Nguyên Anh Thom, de l’Association des avocats de Hanoï, constate qu’une amende de 200.000 dôngs est bien trop clémente et trahit une faille du système car il n’existe aucune clause encadrant le harcèlement sexuel de manière légale. À l’heure actuelle, le harcèlement équivaut généralement à un acte incriminant à l’honneur d’autrui, entraînant une amende de 100.000 à 300.000 dôngs.

Thom a également déclaré que le harcèlement sexuel était en hausse au Vietnam. Il s’agit d’une pratique répandue et banalisée notamment sur le lieu de travail ainsi que dans les espaces et les transports publics. Des études ont mis en lumière le problème du harcèlement sexuel dans la vie quotidienne des Vietnamiennes. Dans le rapport de 2014 de l’ONG Action Aid, il a été démontré que 87% des femmes interviewées ont déjà été victime d’harcèlement sexuel au moins une fois dans des espaces publics ou sur leur lieu de travail.

Dans un pays où les discussions autour de la sexualité restent encore un sujet plus ou moins tabou, la parole des femmes victimes d’abus sexuels, elles, se libèrent. Ces dernières partagent de plus en plus leurs histoires sur les réseaux sociaux sous les "hashtags" #ngungimlang (stop au silence) et #MeToo.

Malgré une sensibilisation et une prise de conscience grandissantes du public envers le harcèlement sexuel, rares sont les victimes qui obtiennent justice au Vietnam, et de nombreuses femmes croient que #MeToo est voué à l’échec à cause de la culture du "victim blaming" (blâmer la victime), qui persiste à ce jour dans le pays.

Préjudice culturel

Loan raconte qu’au lendemain de sa déposition "des rumeurs ont commencé à circuler à mon égard, que j’étais sa maîtresse et qu’il ne pouvait plus satisfaire mes demandes et que c’était pour ça que j’avais imaginé cette histoire de toute pièce". La comptable explique que ses collègues ne lui ont plus adressé la parole du jour au lendemain. "Certaines d’entre-elles sont même allées jusqu’à me traité ouvertement de menteuse et de fille de petite vie".

Loan s’attendait à des critiques de la part de la sphère publique une fois que son histoire avait été apportée à l’attention des autorités, mais jamais partage-t-elle, elle ne s’était attendue à une telle réaction de la part des femmes.
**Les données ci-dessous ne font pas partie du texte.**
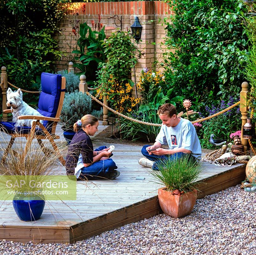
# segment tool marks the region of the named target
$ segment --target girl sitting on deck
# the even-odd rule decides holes
[[[66,159],[67,175],[74,175],[77,179],[91,180],[99,177],[110,180],[115,178],[120,172],[115,163],[109,158],[109,148],[102,146],[93,150],[89,135],[94,135],[98,130],[99,121],[88,114],[74,124],[75,135],[68,146]]]

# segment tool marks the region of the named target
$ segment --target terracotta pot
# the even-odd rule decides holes
[[[158,200],[163,211],[173,218],[182,218],[189,214],[194,208],[197,197],[194,190],[181,195],[172,194],[165,188],[158,190]]]
[[[246,177],[251,183],[256,182],[256,156],[248,161],[245,168]]]

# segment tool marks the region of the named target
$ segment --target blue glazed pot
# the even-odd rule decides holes
[[[68,145],[71,142],[73,137],[75,135],[75,132],[73,130],[67,130],[63,132],[63,135],[67,141]]]
[[[24,221],[33,221],[40,219],[45,201],[37,195],[30,197],[29,200],[22,200],[24,197],[22,194],[16,195],[12,200],[12,205],[19,219]]]

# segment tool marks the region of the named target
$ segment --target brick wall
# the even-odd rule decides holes
[[[127,29],[130,30],[131,25],[134,21],[135,17],[137,16],[143,27],[142,41],[138,43],[138,46],[145,53],[144,57],[138,60],[136,67],[137,82],[140,72],[143,68],[153,69],[153,63],[155,60],[160,62],[162,61],[162,53],[164,49],[161,43],[164,41],[163,38],[165,35],[165,26],[162,24],[162,21],[164,18],[168,17],[171,13],[169,4],[161,1],[70,4],[66,15],[59,24],[62,33],[56,35],[60,49],[66,53],[66,55],[58,62],[57,68],[60,70],[67,68],[70,59],[70,46],[72,48],[72,51],[76,44],[72,30],[77,21],[79,20],[80,23],[86,22],[90,25],[91,20],[97,22],[99,14],[101,17],[101,22],[103,26],[118,28],[114,24],[114,19],[109,18],[116,14],[120,19],[121,17],[122,30],[126,31]],[[160,21],[159,20],[159,18],[161,19]],[[116,24],[118,25],[120,23],[117,21]],[[114,31],[106,31],[106,35],[109,35]],[[134,79],[133,76],[133,79]]]

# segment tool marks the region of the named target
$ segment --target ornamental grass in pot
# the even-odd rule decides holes
[[[160,207],[167,215],[175,218],[189,214],[197,196],[197,182],[201,164],[188,157],[160,161],[159,171],[151,173],[156,181],[165,186],[158,190]]]
[[[0,137],[3,136],[0,144],[1,153],[7,146],[7,136],[4,137],[2,134],[0,133]],[[46,184],[56,179],[62,181],[63,178],[68,178],[60,176],[62,165],[58,160],[58,153],[49,150],[46,156],[38,144],[33,142],[25,155],[26,142],[23,137],[17,138],[14,149],[9,150],[4,163],[0,162],[0,199],[12,200],[19,219],[30,221],[40,218],[45,200],[50,198],[47,196],[49,190],[52,192]],[[60,148],[59,153],[64,153],[64,147]],[[50,199],[53,200],[59,199],[57,197]]]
Après l’incident, la jeune comptable a dû prendre deux semaines de congés et s’est isolée chez elle, frôlant la dépression.

Khuât Thu Hông confirme que la culture du "victim blaming", à l’instar de nombreux autres pays dans le monde, existe bel et bien au Vietnam. "La société en général et vietnamienne en particulier, a tendance à penser que la victime a certainement dû provoquer la situation et qu’elle est en somme responsable de ce qu’il lui arrive". À cause de ce préjudice, nombreuses sont les victimes qui n’osent pas élever la voix de peur de se voir pointer du doigt par leurs familles, leur amis, leur collègues et par la société en général.
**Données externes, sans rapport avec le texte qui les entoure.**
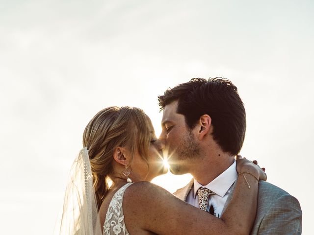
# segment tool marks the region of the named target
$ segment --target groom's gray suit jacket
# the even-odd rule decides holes
[[[193,185],[193,180],[174,194],[185,201]],[[236,183],[232,186],[224,211],[232,198]],[[256,218],[251,235],[300,235],[302,213],[300,204],[286,191],[265,181],[260,181]]]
"Je pense qu’il s’agit de l’obstacle le plus important à la prévention du harcèlement sexuel au Vietnam", partage Hông. L’autre obstacle majeur est également d’ordre juridique selon un rapport de 2017 de l’ONU. Le harcèlement sexuel n’est en effet pas encore encadré par la loi. Les officiers de police admettent ne pas pousser les investigations pour protéger l’honneur de la famille si la victime ne porte aucun signes de blessures physiques ou de vêtements déchirés.

Loan est retournée travailler depuis et a changé de département afin d’éviter tout contact avec son agresseur. "Honnêtement, je n’ai plus confiance en moi, et j’ai constamment peur. Je me crispe à chaque fois que quelqu’un passe à côté de moi, mais c’est la vie. Il faut bien que je travaille. C’est une bonne chose qu’il me reste encore une poignée de collègues qui me soutiennent …", dit-elle.

Malgré ces obstacles et défis, Hong reste optimiste et confiante en l’avenir du mouvement #MeToo. "La route est longue et semée d’embûches, mais je pense que #MeToo et #ngungimlang vont continuer de se développer. La prise de conscience est là et continuera son essor au sein de la population. La société vietnamienne est sur la bonne voie", exprime-t-elle.